I understand your concern, but I do believe that we should not try to
specify supplementary requirements for the statements of use that are not
rooted in the conformance section and expressed in the language of the
conformance section.  For example, the current text of the conformance
section does not define a concept of a minimum set of message types, and
therefore we should not impose a requirement for the statements of use that
says that an implementation must be able to handle a minimum set of message
types.  If we did that, it would be like admitting that the standard is weak
or incomplete, since such an important requirement is missing.  Essentially,
either this is an essential requirement or it is not.  If it is an essential
requirement then it should be in the standard.  If it is not, then I believe
it is not appropriate to impose it for the sake of the statements of use.

My impression is that some new requirements for the standard are coming up
now as people reflect on how the RM standard should be used.  Perhaps those
requirements had always been in people's minds as unspoken assumptions (I
don't know if that's the case), but the reality is that we didn't express
those requirements in the text.  For example, if the concept of a resource
lifecycle is essential for the RM standard (I don't know if it is), this
concept should be reflected in one or more specific provisions of the
standard, but today it isn't.  If those requirements are really important
for the successful use of RM, then perhaps we should take a step back and
specify them in the standard--but I am not suggesting that we do that.  I
would rather postpone this addition until the next version of the standard.

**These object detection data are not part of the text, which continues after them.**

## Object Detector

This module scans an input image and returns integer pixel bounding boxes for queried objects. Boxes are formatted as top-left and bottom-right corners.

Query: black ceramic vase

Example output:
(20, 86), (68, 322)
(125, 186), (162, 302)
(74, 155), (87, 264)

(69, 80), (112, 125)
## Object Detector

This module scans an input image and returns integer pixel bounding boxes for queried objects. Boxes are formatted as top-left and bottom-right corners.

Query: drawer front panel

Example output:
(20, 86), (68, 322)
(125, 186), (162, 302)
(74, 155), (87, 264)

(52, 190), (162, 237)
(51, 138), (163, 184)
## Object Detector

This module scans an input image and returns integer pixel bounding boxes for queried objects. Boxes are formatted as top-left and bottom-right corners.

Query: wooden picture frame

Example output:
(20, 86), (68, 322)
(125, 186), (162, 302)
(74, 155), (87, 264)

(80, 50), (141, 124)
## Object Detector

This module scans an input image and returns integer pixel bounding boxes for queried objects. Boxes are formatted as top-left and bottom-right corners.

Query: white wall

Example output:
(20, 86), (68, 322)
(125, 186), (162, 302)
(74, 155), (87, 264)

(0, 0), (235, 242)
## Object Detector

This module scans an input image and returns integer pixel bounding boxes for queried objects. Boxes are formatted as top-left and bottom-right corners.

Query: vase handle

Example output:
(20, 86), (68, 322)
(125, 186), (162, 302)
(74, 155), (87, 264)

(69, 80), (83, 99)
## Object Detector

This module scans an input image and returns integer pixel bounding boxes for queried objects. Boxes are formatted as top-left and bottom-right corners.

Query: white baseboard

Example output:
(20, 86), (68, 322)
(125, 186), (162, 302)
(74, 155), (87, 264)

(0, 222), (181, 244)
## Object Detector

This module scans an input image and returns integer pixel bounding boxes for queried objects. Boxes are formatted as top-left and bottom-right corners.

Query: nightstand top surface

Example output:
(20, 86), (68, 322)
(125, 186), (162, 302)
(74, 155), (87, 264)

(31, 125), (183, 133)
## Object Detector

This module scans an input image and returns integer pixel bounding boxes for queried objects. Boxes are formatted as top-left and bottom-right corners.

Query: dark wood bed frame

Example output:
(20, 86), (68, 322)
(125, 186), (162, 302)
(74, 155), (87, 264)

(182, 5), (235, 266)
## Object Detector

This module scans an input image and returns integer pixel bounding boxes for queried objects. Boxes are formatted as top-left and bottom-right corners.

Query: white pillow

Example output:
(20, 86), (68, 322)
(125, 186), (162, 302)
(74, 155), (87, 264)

I believe we should put this standard out of the door as soon as possible
(which means in its present form).

The above does not imply that the TC should avoid giving (informal)
guidelines to implementers and users about such things as resource
lifecycles.  Obviously there is nothing wrong with this.  For example, I
think it would even be acceptable to say that we expect someone who provides
a statement of use to support a variety of message types.  The distinction I
am making is between us making a kind request and formulating a requirement.